Top value and low debt at graduation earned UGA sixth-place status on Kiplinger’s Personal Finance list of 100 best values among public colleges and universities.
UGA’s ranking is for in-state value, an improvement over its eighth-place standing in 2011. For out-of-state value, UGA jumped from 19th in 2011 to ninth on the 2012 list.
Schools in the Kiplinger 100 were selected from a pool of more than 500 public four-year colleges and universities. They were then ranked according to academic quality—admission and retention rates, student-faculty ratios and four- and six-year graduation rates—as well as cost and financial aid.
“Each category measures a college’s ability to keep students engaged and on track for graduation,” wrote Jane Bennett Clark, Kiplinger’s Personal Finance senior editor. “On the cost side, we continue to reward colleges with low sticker prices and abundant financial aid. But now, as student debt grows worrisome, we give bonus points to colleges that keep borrowing low.”

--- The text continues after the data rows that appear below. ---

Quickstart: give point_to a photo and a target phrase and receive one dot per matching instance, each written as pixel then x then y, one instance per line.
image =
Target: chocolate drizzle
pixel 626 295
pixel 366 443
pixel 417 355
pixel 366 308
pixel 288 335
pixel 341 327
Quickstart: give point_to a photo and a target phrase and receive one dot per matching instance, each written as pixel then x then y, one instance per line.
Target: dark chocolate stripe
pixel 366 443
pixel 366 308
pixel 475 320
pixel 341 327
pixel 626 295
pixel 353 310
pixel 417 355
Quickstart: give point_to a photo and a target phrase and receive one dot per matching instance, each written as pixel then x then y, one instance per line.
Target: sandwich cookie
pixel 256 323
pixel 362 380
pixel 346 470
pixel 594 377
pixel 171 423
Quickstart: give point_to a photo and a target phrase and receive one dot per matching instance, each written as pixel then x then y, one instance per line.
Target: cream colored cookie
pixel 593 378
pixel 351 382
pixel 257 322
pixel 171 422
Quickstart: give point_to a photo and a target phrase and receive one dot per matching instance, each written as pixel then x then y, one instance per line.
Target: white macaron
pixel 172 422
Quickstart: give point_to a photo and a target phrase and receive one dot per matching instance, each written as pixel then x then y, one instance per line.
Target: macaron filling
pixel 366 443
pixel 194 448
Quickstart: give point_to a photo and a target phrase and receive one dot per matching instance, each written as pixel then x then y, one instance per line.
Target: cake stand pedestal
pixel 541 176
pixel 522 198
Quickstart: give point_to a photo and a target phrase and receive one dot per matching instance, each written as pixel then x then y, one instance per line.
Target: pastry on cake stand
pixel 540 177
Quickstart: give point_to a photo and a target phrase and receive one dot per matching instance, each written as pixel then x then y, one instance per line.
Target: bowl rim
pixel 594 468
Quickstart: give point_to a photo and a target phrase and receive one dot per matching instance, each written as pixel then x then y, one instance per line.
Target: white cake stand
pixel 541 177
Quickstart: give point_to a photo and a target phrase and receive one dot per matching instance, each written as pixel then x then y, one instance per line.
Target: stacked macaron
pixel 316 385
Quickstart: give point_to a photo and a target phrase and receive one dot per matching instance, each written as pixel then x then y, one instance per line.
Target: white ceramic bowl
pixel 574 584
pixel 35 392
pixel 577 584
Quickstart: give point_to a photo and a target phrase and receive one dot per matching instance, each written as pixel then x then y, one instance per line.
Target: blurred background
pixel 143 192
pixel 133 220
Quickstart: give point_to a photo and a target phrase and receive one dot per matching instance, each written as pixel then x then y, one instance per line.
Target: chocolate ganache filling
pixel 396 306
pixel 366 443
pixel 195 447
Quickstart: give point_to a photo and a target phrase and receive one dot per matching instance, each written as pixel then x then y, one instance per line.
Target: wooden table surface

The 2012 Kiplinger 100 marks the ninth year that UGA has ranked among the magazine’s top 10 values. Clark gave these reasons for UGA’s ranking: “This flagship university, in the music-centric town of Athens, knocks the average price down to $10,288 for students who qualify for need-based aid, and it keeps the average debt at graduation to a moderate $15,938.”
The HOPE scholarship also factored into UGA’s placement. Many of the university’s 25,947 undergraduates—and particularly its in-state freshmen—benefit from HOPE, which covers $3,182 per semester, or about a third of the cost of total tuition and fees.
Two other Georgia institutions of higher education also made the Kiplinger 100. The Georgia Institute of Technology ranked 31st for in-state value and North Georgia College and State University in Dahlonega came in 88th.